RE: Human effects on the environment

From: Dani Eder (danielravennest@yahoo.com)
Date: Tue Feb 24 2004 - 08:39:00 MST


Our ability to affect the environment increases
as technology improves, both for the worse and
for the better. The air pollution I grew up
with in New York City has mostly gone away by
banning apartment building trash incinerators,
putting catalytic converters in cars, and adding
scrubbers to coal-fired power plants. These
things happened because air pollution was enough
of a problem that society decided to fix it.

Carbon Dioxide accumulation is almost at the point
where society will do something to fix it. There
are various ways to address the problem. For
example, I currently put 7 tons of CO2 per year
into the air by burning gasoline, but I also remove
150 tons per year by growing trees on land that
I own. I could double my removal rate if I planted
genetically improved trees, which are already
available, and applied fertilizer. A carbon tax
on emissions and a tax credit on removals would
mean coal burning plants would pay me to upgrade
my forest so they could offset their tax bill.
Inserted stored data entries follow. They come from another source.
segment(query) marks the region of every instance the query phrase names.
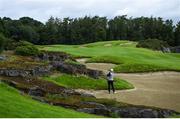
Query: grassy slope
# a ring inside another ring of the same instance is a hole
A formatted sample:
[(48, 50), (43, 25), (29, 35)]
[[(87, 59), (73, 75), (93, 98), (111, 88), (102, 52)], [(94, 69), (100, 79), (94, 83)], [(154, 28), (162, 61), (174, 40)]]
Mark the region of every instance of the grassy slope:
[(0, 118), (7, 117), (95, 117), (70, 109), (50, 106), (22, 96), (17, 90), (0, 83)]
[(107, 41), (86, 45), (39, 46), (42, 50), (65, 51), (74, 56), (92, 57), (89, 62), (118, 64), (116, 72), (180, 71), (180, 54), (136, 48), (135, 42)]
[[(71, 76), (71, 75), (62, 75), (59, 77), (45, 77), (44, 79), (53, 81), (58, 85), (65, 86), (73, 89), (96, 89), (96, 90), (105, 90), (107, 89), (106, 80), (100, 79), (91, 79), (85, 76)], [(115, 88), (116, 89), (132, 89), (133, 86), (125, 80), (115, 79)]]

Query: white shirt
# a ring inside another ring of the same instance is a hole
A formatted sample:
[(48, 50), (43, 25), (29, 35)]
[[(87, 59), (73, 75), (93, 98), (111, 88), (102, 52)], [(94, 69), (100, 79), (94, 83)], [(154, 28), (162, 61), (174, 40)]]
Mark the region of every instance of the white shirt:
[(114, 73), (113, 72), (109, 72), (110, 73), (110, 76), (108, 76), (108, 81), (113, 81), (113, 77), (114, 77)]

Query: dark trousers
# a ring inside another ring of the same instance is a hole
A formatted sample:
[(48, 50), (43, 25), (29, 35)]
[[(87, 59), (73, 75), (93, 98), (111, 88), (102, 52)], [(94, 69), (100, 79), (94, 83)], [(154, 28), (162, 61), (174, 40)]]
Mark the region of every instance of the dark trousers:
[(109, 93), (111, 91), (111, 88), (112, 88), (113, 92), (115, 92), (114, 81), (108, 81), (108, 91), (109, 91)]

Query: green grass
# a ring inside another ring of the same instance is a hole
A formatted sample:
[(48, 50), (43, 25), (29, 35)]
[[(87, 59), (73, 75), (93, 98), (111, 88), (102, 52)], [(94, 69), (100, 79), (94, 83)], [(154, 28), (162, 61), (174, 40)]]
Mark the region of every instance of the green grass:
[(160, 67), (150, 64), (122, 64), (114, 68), (115, 72), (133, 73), (133, 72), (156, 72), (156, 71), (167, 71), (166, 67)]
[(32, 100), (4, 83), (0, 83), (0, 118), (97, 117)]
[(95, 42), (95, 43), (85, 44), (83, 46), (85, 46), (85, 47), (97, 47), (97, 46), (104, 46), (104, 47), (110, 47), (110, 46), (135, 47), (136, 45), (137, 45), (136, 42), (129, 42), (127, 40), (121, 40), (121, 41)]
[(81, 65), (79, 62), (75, 62), (75, 61), (72, 61), (72, 60), (65, 60), (65, 63), (67, 64), (71, 64), (71, 65)]
[(169, 118), (180, 118), (180, 115), (173, 115), (173, 116), (170, 116)]
[(76, 57), (91, 57), (88, 62), (114, 63), (118, 65), (116, 72), (180, 71), (180, 54), (162, 53), (135, 46), (136, 43), (130, 41), (107, 41), (85, 45), (47, 45), (39, 48), (64, 51)]
[[(92, 79), (85, 76), (71, 76), (67, 74), (63, 74), (59, 77), (45, 77), (44, 79), (73, 89), (107, 89), (107, 81), (105, 79)], [(114, 86), (117, 90), (134, 88), (133, 85), (127, 81), (117, 78), (115, 78)]]

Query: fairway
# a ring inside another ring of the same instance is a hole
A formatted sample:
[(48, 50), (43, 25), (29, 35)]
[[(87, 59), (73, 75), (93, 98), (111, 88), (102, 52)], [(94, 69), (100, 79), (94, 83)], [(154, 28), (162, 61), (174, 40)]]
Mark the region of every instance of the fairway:
[(87, 62), (117, 64), (115, 72), (180, 71), (180, 54), (136, 48), (136, 42), (106, 41), (85, 45), (38, 46), (46, 51), (64, 51), (75, 57), (90, 57)]

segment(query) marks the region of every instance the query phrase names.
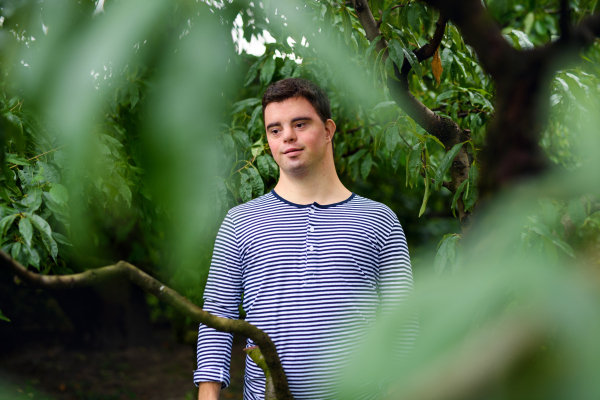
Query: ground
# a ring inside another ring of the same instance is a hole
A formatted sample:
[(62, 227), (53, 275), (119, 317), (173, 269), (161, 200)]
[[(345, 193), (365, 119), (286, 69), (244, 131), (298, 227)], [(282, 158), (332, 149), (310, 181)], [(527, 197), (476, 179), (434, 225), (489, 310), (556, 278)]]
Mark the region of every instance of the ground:
[[(242, 398), (244, 345), (234, 339), (231, 385), (221, 399)], [(104, 352), (32, 345), (0, 354), (0, 400), (192, 400), (195, 368), (195, 347), (172, 340)]]

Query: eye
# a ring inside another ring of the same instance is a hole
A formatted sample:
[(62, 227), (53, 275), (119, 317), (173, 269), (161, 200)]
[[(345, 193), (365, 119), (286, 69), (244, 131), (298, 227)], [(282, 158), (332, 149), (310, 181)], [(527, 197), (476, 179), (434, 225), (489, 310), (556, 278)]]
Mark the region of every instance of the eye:
[(296, 128), (304, 128), (305, 125), (306, 125), (306, 122), (298, 122), (296, 124)]
[(271, 135), (278, 135), (279, 134), (279, 129), (277, 128), (273, 128), (270, 130)]

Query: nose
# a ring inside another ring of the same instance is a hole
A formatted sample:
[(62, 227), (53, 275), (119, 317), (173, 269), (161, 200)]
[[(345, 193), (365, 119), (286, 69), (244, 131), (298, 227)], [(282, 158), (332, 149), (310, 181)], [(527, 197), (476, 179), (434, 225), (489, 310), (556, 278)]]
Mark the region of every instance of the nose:
[(286, 143), (293, 142), (297, 139), (296, 132), (294, 132), (294, 129), (291, 126), (284, 127), (282, 139)]

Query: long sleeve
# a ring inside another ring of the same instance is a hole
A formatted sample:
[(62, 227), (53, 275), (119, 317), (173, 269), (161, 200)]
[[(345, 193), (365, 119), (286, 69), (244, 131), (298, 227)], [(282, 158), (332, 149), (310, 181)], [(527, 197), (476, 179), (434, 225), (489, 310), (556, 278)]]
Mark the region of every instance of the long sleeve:
[[(412, 294), (413, 289), (406, 237), (398, 218), (394, 216), (394, 224), (379, 254), (380, 315), (385, 318), (397, 312), (400, 304)], [(398, 341), (394, 343), (394, 348), (400, 355), (406, 355), (413, 348), (419, 334), (416, 311), (410, 312), (398, 329)]]
[[(219, 317), (238, 319), (242, 297), (242, 268), (235, 227), (227, 214), (215, 241), (208, 281), (204, 290), (205, 311)], [(194, 371), (194, 383), (222, 382), (229, 386), (233, 335), (200, 324)]]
A higher tech solution is to notice that the
sublimation point of CO2 (-78C) is only slightly
below the average winter temperature near the
South Pole (-60C). By making 'cold spots', areas
sheltered from the Sun, and perhaps a bit of
refrigeration, you can freeze out the CO2 from the
air. Naturally occurring cold spots on the Moon
are speculated to contain water where crater
walls shield them from the Sun near the poles.
Similarly, artificial cold spots could be made
by scooping out hollows and piling the ice around
the edges, and by suitable emissivity control
(putting shiny material around the mound to reflect
away sunlight, and black material inside the
hollow to radiate away heat to space).

An even higher tech solution is to develop highly
automated factories to first replicate themselves,
then turn out large quantities of solar panels to
substitute for burning fuels. This should be
possible with today's or very near term technology.
It does not require nanotech or AI much smarter than
us.

The basic thing to remember is the timescale for
the problem - 50 to 100 years to double CO2 content
in the atmosphere, is

(a) much longer than the time scale for our ability
to do something about it using conventional
technology. Manufacturing productivity has doubled in
20 years, and advanced automation may have a doubling
time as short as a year.

(b) Development of really advanced technology such
as nanotech or AI is likely to happen in a generation
or less, still shorter than the timescale for the
CO2 problem. These would make radical changes in
our ability to deal with the problem.